Various surveillance tools are employed to monitor the general population as well. Earlier in 2022, the government made it mandatory for business owners to install CCTV cameras outside their establishments. The Srinagar police warned of punitive action for those who did not comply with the order. The Jammu and Kashmir police, in September 2022, announced that they will be doing regular drone surveillance of "suspected localities" and installing CCTV surveillance systems across the region. In an interview published this January, Kashmir's Additional Director General of Police declared that technical surveillance would increase in Kashmir given the G20 meetings hosted by India this year and the parliamentary elections due in 2024.

According to an Intelligence Bureau official in Kashmir, a million phones were tapped by 2014.

Given this multi-level surveillance architecture in Kashmir, the Family ID will act as another layer of surveillance. The same database may also be used to build stronger cases for penalising people when their friends and family are involved in 'anti-national' activities. In Kashmir, friends and relatives of pro-independence leaders and militants are often harassed and targeted by government forces to put pressure on such leaders and militants to surrender. The relatives are often denied passports and government employment. Government forces have also been accused of ransacking militants' family homes and assaulting members of their families.

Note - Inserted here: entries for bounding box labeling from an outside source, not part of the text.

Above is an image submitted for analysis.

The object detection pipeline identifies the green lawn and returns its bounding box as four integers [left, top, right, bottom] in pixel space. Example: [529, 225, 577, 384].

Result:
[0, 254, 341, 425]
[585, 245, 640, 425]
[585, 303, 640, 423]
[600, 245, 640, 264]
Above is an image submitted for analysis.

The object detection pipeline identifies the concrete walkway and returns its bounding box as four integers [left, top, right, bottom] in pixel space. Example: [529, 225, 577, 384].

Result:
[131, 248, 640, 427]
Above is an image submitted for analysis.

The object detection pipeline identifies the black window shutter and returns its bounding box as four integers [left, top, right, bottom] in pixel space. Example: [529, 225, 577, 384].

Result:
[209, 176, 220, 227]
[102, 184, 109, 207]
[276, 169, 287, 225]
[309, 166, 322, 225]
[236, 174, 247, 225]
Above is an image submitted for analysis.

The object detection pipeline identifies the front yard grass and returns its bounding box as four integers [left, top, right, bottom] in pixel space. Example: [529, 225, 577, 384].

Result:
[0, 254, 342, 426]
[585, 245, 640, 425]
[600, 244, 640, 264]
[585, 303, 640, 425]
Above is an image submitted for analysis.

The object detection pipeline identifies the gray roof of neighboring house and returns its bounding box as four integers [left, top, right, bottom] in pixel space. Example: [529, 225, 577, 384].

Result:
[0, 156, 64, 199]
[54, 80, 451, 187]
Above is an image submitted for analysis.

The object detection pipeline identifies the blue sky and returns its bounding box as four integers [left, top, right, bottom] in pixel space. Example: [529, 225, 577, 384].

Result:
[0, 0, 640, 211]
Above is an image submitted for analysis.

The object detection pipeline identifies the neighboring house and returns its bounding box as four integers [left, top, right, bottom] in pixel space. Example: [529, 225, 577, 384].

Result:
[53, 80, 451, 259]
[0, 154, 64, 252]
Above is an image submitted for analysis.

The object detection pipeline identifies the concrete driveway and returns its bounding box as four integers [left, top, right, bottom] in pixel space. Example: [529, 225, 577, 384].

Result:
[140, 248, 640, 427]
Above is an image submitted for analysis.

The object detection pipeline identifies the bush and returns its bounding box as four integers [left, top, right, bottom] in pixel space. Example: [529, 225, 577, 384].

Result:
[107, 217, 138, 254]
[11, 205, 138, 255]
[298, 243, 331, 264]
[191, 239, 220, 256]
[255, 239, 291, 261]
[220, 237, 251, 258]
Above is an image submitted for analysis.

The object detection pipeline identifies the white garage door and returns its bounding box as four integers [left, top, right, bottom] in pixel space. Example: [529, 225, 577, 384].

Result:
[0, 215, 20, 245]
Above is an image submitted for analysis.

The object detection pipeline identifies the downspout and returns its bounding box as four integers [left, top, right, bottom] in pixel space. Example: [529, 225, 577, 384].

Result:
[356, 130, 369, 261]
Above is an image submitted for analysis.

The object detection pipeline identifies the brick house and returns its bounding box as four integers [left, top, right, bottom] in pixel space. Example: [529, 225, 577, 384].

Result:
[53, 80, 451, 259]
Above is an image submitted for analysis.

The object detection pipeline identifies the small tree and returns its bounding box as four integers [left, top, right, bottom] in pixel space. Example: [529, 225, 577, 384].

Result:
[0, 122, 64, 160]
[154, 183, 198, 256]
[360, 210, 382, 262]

Privacy advocates in India emphasise the need for a data protection law and point towards the potential of data being misused in the absence of such a law. Prasanth Sugathan, the legal director of the Software Freedom Law Center, said that a data collection exercise such as the Family ID scheme, "in the absence of a law preventing misuse of this data, could result in infringement of the privacy rights of people." Anushka Jain, an associate counsel at the Internet Freedom Foundation, also highlighted the surveillance risks posed by the database. "Jammu and Kashmir is a sensitive area and the information that they are collecting is also extremely sensitive," Jain said. She added that there have been no limits placed on the interdepartmental sharing of data, which could lead to problems as any government authority could access data collected by other government authorities. The lack of checks and balances means that any security or intelligence agency could use the Family ID database for its own purposes without legal constraints.
In the absence of a data governance law, a police state such as the one operating in Jammu and Kashmir is almost bound to use the Family ID database to meet its 'security' and 'intelligence' needs. Mainland India has several civil society groups that have fought and successfully won battles on digital rights issues, like the right to privacy and net neutrality. However, it remains to be seen whether they will oppose the Family ID and if the Jammu and Kashmir administration will face legal challenges to implementing it.